Reputation: 3
I want to calculate the percentage share and create new columns using mutate. I have the following data:
country, metric, segment, value1990, value2000, value2010
canada, abc, rural, 10, 15, 16
canada, abc, urban, 12, 12, 18
canada, abc, total, 22, 27, 34
canada, xyz, rural, 6, 9, 10
canada, xyc, urban, 7, 8, 8
canada, xyc, total, 13, 17, 18
canada, population, rural, 80, 86, 95
canada, population, urban, 102, 110, 121
canada, population, total, 182, 196, 216
The data frame consists data from several countries and across several years.

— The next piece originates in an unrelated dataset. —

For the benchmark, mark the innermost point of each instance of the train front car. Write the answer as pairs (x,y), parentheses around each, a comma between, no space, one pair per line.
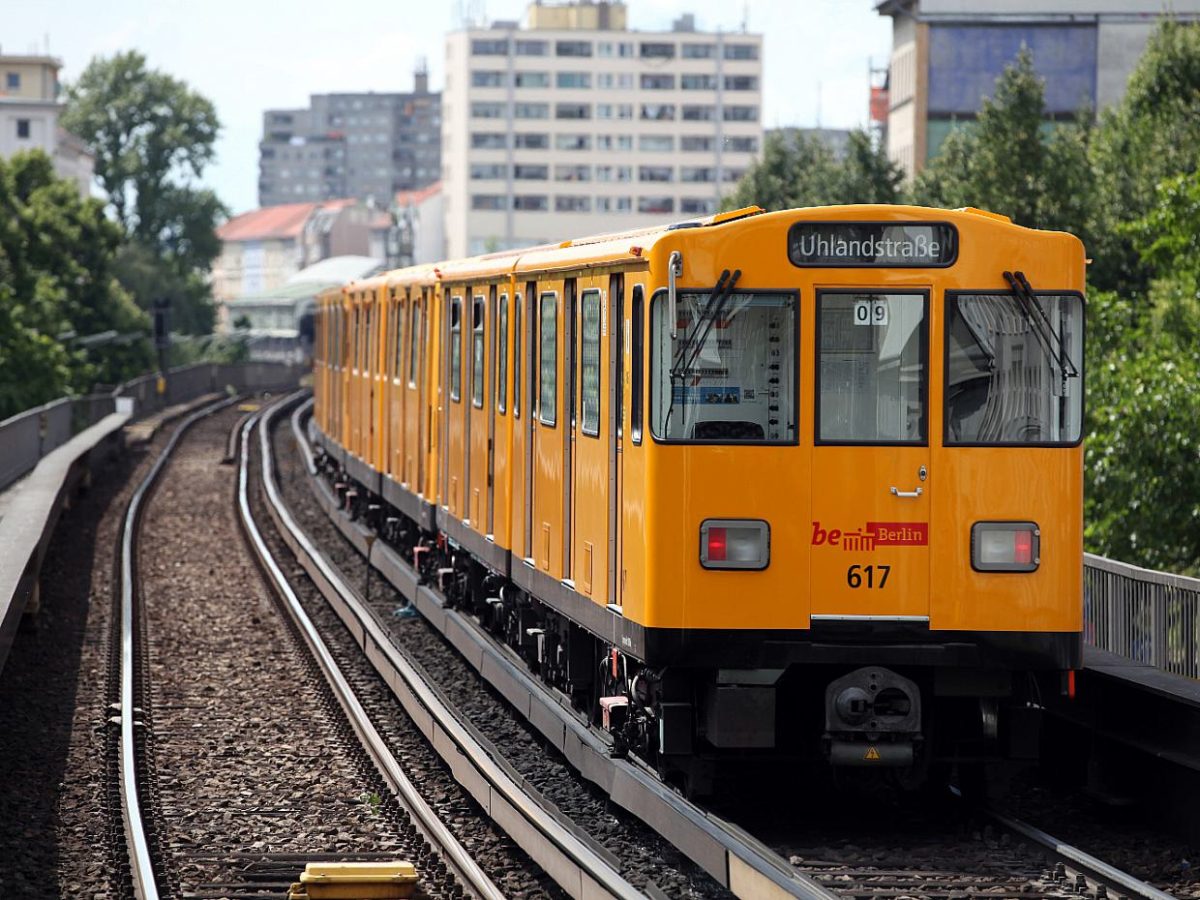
(863,490)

I want to create a new column with the following values
country, metric, segment, value, percent1990, percent2000, percent2010
canada, abc, rural, 10, 15, 16, 12.5%, 17.4%, 16.8%
canada, abc, urban, 12, 12, 18, 11.7%, 10.9%, 14.8%
canada, abc, total, 22, 27, 34, 12.1%, 13.7%, 15.7%
canada, xyz, rural, 6, 9, 10, 7.5%, 10.4%, 10.5%
canada, xyc, urban, 7, 8, 8, 6.8%, 7.2%, 6.6%
canada, xyc, total, 13, 17, 18, 7.22%, 8.6%, 8.3%
canada, population, rural, 80, 86, 95, 100%, 100%, 100%
canada, population, urban, 102, 110, 121, 100%, 100%, 100%
canada, population, total, 182, 196, 216, 100%, 100%, 100%
Essentially, I want to calculate the value variable's percentage share of the population depending on whether it is rural/urban/total, across multiple years.
E.g.
(row 1) percent_share = (10/80)*100 = 12.5%
(row 2) percent_share = (10/102)*100 = 11.76%
(row 3) percent_share = (10/182)*100 = 12.09%
I'm unable to go beyond the group_by
chaining to ascertain how to input the necessary function
df = df %>%
group_by (country, metric) %>%
mutate(...)
Upvotes: 0
Views: 82
Reputation: 33782
EDIT: for new question data containing years
This would be easier if you moved the years and the total population to new columns. Here's one way to do that.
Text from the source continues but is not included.